Tetapi Reliya hanya ingin hidup dengan damai dari masa lalu yang menghantuinya. Apa lagi pertemuannya dan Gama saat ini.

Semua tidak mudah bagi Reliya, dia merasa senang dan sedih di waktu yang bersamaan. Senang karena akhirnya bertemu dengan Gama setelah sekian lama, sedih karena luka itu seakan kembali terbuka.

Bukan salah Gama, ini semua takdir, Reliya tau itu. Bahkan dia menyesal dengan sikap kekanakannya dulu, yang membawa perpisahannya dan Gama.

Andai waktu bisa diulang, Reliya lebih memilih berdamai. Pasti anaknya kecewa di atas sana, karena kedua orang tuanya malah memilih berpisah, alih-alih saling menguatkan.

"Andai semua bisa diperbaiki." Sayangnya nasi sudah menjadi bubur.

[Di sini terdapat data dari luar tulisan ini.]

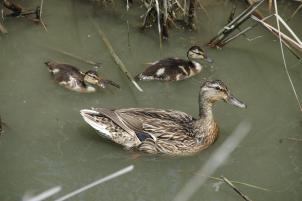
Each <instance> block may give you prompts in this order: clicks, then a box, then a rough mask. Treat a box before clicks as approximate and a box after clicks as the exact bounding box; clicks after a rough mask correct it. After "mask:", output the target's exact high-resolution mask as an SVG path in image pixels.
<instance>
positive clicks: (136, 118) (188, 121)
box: [94, 108, 193, 141]
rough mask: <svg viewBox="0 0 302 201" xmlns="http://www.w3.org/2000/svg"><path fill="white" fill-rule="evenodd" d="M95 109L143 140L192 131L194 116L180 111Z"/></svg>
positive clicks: (188, 133)
mask: <svg viewBox="0 0 302 201" xmlns="http://www.w3.org/2000/svg"><path fill="white" fill-rule="evenodd" d="M94 110H95V111H97V112H98V113H99V114H101V115H104V116H105V117H107V118H109V119H110V120H112V121H113V122H114V123H115V124H117V125H118V126H119V127H120V128H122V129H123V130H125V131H127V132H128V133H133V134H134V133H135V135H136V136H137V137H138V138H139V139H140V140H141V141H143V140H145V139H146V138H152V139H153V140H156V138H160V136H167V135H174V134H175V133H183V134H184V135H185V134H190V133H191V132H192V130H191V129H192V120H193V118H192V117H191V116H190V115H187V114H186V113H184V112H180V111H175V110H164V109H154V108H128V109H117V110H110V109H105V108H94ZM148 135H150V136H148Z"/></svg>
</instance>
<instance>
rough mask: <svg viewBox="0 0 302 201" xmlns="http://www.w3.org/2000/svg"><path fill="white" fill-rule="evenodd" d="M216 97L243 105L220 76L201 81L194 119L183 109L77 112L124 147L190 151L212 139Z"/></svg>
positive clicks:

Reliya memilih bangkit karena hari semakin sore, beberapa orang yang berada di taman juga memilih pulang.

Inilah hal yang Reliya lakukan saat sedang lelah, atau butuh ketenangan. Melihat tawa bahagia anak-anak serta kebahagiaan orang lain membuatnya lega, serta ikut bahagia.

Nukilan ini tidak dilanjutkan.